Darum gehts
- Ölpreis steigt nach US-Angriff auf den Iran, beruhigt sich aber wieder
- Iran könnte Strasse von Hormus blockieren, was Ölpreis dramatisch erhöhen würde
- Schweiz bezieht rund 50 Prozent ihres Ölbedarfs aus den USA
Rohöl wird rund um die Uhr gehandelt, an sieben Tagen in der Woche. Entsprechend gross war der Schock, als am Sonntagmorgen die Nachrichten über den US-Angriff auf die Atomanlagen im Iran die Welt und damit auch die Ölmärkte erschütterten: Der Preis für ein Fass Rohöl der Sorte Brent verteuerte sich schlagartig um 10 Dollar.

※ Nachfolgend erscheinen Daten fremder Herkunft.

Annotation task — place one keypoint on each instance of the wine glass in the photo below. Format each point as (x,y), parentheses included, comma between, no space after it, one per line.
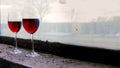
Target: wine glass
(31,24)
(14,23)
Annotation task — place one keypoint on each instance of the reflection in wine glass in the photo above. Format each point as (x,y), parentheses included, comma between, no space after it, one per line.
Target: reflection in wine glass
(14,23)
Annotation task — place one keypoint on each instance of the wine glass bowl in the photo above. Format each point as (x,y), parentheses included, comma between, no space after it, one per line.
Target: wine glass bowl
(14,24)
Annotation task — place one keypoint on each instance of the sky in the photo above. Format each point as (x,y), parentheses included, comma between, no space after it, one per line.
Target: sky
(73,10)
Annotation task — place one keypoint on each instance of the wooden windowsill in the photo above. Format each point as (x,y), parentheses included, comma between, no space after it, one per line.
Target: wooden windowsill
(50,53)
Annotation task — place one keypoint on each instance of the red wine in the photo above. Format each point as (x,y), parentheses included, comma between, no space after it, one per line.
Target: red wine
(14,26)
(31,25)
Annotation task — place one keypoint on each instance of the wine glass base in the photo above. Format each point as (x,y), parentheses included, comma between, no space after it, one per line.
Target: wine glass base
(33,54)
(15,51)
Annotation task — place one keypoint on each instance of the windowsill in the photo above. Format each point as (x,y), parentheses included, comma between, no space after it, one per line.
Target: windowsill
(82,53)
(44,60)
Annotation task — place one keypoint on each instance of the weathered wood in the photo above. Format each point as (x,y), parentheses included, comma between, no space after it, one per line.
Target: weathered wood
(43,61)
(98,55)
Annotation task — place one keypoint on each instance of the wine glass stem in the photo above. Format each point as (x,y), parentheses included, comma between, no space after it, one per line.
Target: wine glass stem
(15,40)
(32,43)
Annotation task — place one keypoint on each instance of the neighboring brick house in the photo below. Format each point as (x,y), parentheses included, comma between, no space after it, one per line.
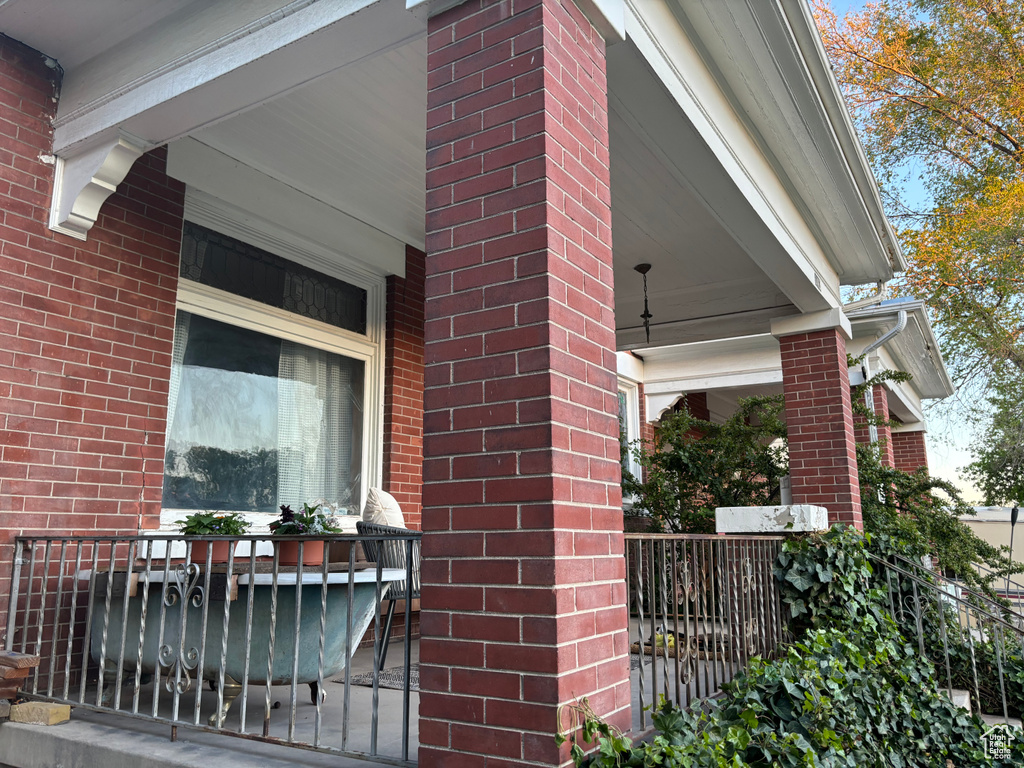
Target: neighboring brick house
(344,245)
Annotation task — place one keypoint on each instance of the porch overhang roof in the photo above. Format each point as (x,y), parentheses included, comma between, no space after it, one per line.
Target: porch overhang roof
(731,103)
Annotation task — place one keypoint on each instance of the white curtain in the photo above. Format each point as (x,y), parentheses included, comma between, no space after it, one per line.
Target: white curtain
(314,425)
(181,324)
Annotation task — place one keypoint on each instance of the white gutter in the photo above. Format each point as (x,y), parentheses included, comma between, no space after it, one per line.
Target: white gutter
(872,430)
(881,290)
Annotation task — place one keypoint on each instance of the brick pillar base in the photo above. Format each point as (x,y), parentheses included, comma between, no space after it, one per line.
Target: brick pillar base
(523,603)
(909,451)
(822,454)
(403,388)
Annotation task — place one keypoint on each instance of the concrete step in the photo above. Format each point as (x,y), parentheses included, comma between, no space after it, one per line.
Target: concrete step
(90,739)
(960,697)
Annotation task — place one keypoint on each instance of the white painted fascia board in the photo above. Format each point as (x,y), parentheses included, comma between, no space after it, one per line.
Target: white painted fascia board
(630,368)
(608,16)
(803,273)
(921,426)
(219,175)
(904,403)
(257,62)
(708,383)
(801,20)
(811,323)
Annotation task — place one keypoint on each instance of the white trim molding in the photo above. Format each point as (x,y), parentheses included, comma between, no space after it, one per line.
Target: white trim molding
(608,16)
(83,181)
(811,322)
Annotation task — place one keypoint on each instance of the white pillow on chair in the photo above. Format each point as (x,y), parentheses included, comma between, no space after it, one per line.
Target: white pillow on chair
(382,509)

Inzwischen hat sich der Markt etwas beruhigt, der erste Schock ist verdaut. Die zentrale Frage aber bleibt: Wie reagiert der Iran? Wird er versuchen, das Nadelöhr des globalen Ölhandels – die gut 50 Kilometer breite Strasse von Hormus – zu blockieren?

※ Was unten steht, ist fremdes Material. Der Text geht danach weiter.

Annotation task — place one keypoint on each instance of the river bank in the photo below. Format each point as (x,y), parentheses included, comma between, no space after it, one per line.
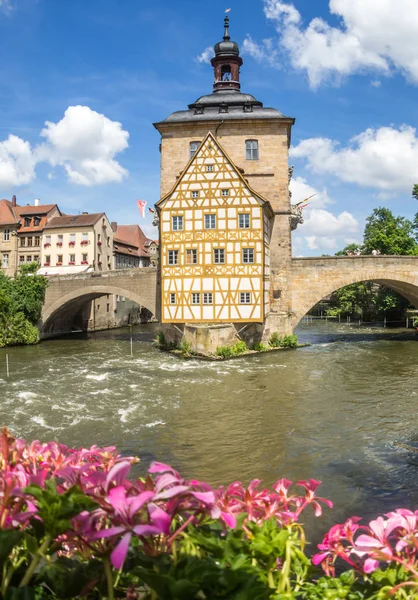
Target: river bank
(335,410)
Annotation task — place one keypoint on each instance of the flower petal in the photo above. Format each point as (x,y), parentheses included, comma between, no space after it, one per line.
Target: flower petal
(119,553)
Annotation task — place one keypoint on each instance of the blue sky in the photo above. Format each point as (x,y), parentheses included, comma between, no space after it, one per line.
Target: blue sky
(82,83)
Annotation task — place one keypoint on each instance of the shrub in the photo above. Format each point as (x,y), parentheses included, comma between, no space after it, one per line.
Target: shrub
(185,346)
(240,348)
(289,341)
(260,347)
(225,351)
(274,341)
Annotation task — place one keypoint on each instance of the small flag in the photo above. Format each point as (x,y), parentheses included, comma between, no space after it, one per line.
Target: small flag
(141,207)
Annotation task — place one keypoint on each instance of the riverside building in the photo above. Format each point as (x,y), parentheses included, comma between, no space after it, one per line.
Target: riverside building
(224,213)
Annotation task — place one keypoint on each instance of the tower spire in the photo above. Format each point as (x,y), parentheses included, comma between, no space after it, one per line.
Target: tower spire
(226,62)
(226,25)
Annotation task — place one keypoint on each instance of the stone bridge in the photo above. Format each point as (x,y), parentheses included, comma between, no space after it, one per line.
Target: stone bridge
(311,279)
(315,278)
(66,295)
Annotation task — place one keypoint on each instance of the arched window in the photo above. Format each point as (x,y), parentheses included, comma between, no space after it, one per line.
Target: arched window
(193,148)
(226,72)
(251,149)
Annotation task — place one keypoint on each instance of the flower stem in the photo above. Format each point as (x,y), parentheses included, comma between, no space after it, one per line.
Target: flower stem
(109,579)
(35,561)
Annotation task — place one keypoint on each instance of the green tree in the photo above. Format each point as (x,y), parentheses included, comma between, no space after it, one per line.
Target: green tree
(389,234)
(21,302)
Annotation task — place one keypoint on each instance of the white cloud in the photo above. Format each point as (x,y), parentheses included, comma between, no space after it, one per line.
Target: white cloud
(374,35)
(85,143)
(301,190)
(17,165)
(384,158)
(206,55)
(322,230)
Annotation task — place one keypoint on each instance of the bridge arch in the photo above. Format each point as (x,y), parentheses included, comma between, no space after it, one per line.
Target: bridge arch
(64,309)
(314,280)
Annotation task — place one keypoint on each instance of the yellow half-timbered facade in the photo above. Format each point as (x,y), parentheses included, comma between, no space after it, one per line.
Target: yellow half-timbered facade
(215,243)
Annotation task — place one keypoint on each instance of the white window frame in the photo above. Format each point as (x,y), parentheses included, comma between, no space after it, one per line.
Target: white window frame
(177,222)
(217,254)
(248,253)
(193,147)
(251,150)
(244,221)
(245,298)
(173,257)
(210,221)
(193,254)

Denn das liesse den Ölpreis dramatisch in die Höhe schiessen, was sich kurze Zeit später an der Zapfsäule bemerkbar machen würde. Rasant steigende Benzinpreise kurz vor den Sommerferien – das wäre keine gute Nachricht für alle, die mit dem Auto verreisen wollen. «Ich könnte im Moment aufschlagen, verzichte aber noch darauf», sagt beispielsweise der unabhängige Tankstellenbetreiber Markus Gasser (56).
Für den Iran steht viel auf dem Spiel
Bereits haben erste Supertanker vor der Strasse von Hormus gewendet, wollen das Nadelöhr, durch das rund ein Fünftel des weltweiten Ölhandels fliesst, nicht mehr passieren: «Die Reeder wollen vermeiden, dass die Tanker im Persischen Golf blockiert sind, sollte Iran seine Drohung umsetzen», erklärt Erdölexpertin Cornelia Meyer. «Mit einem blockierten Tanker verlieren die Reedereien jeden Tag sehr viel Geld.»

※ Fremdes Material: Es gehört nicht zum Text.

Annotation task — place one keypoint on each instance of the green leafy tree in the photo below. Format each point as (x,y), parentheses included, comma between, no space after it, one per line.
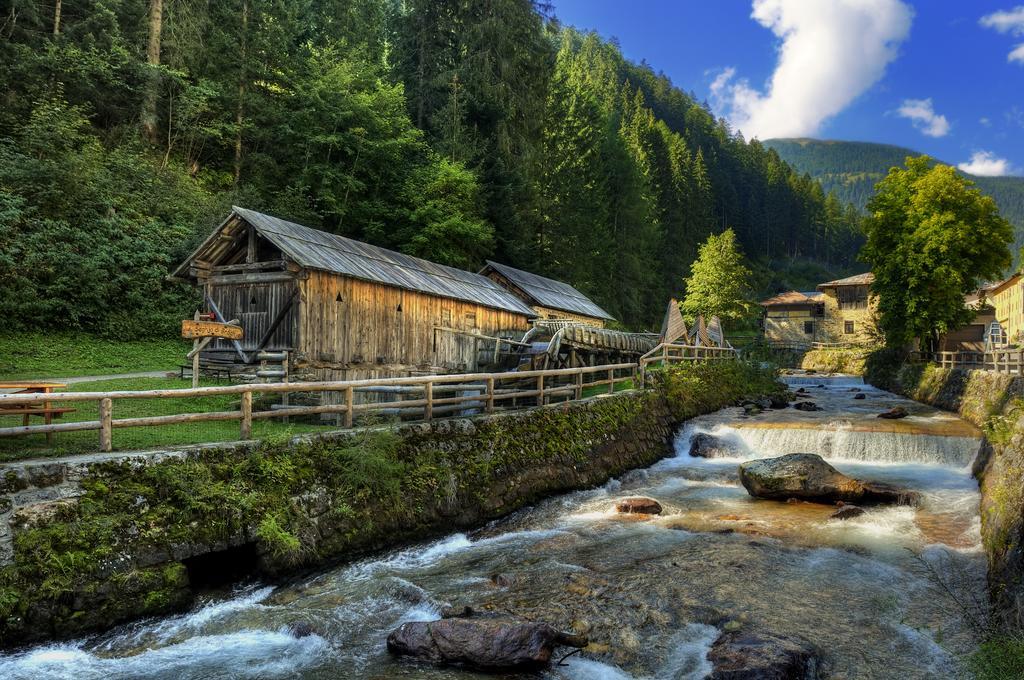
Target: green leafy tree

Allerdings sagt Meyer auch, dass sich der Iran eine Blockade sehr gut überlegen müsste: «Im Kern geht es um die Frage, ob das Regime in Teheran ideologisch oder wirtschaftlich handelt.» Denn, so Meyer, der Iran sei auf die Devisen aus dem Verkauf von 1,7 Millionen Fass Rohöl pro Tag vor allem nach China und Indien dringend angewiesen. Eine Blockade der Strasse von Hormus würde diesen Devisenstrom zum Versiegen bringen.
Wie empfindlich der Ölpreis auf die Geopolitik reagiert, hat sich bereits in den letzten Wochen gezeigt. Bereits seit Anfang Juni hat sich Ölpreis deutlich verteuert – rund zwei Wochen vor dem ersten Angriff Israels auf den Iran. Die Folge in der Schweiz: Der Preis für einen Liter Bleifrei 95 ist im Schnitt um 8 Rappen angestiegen.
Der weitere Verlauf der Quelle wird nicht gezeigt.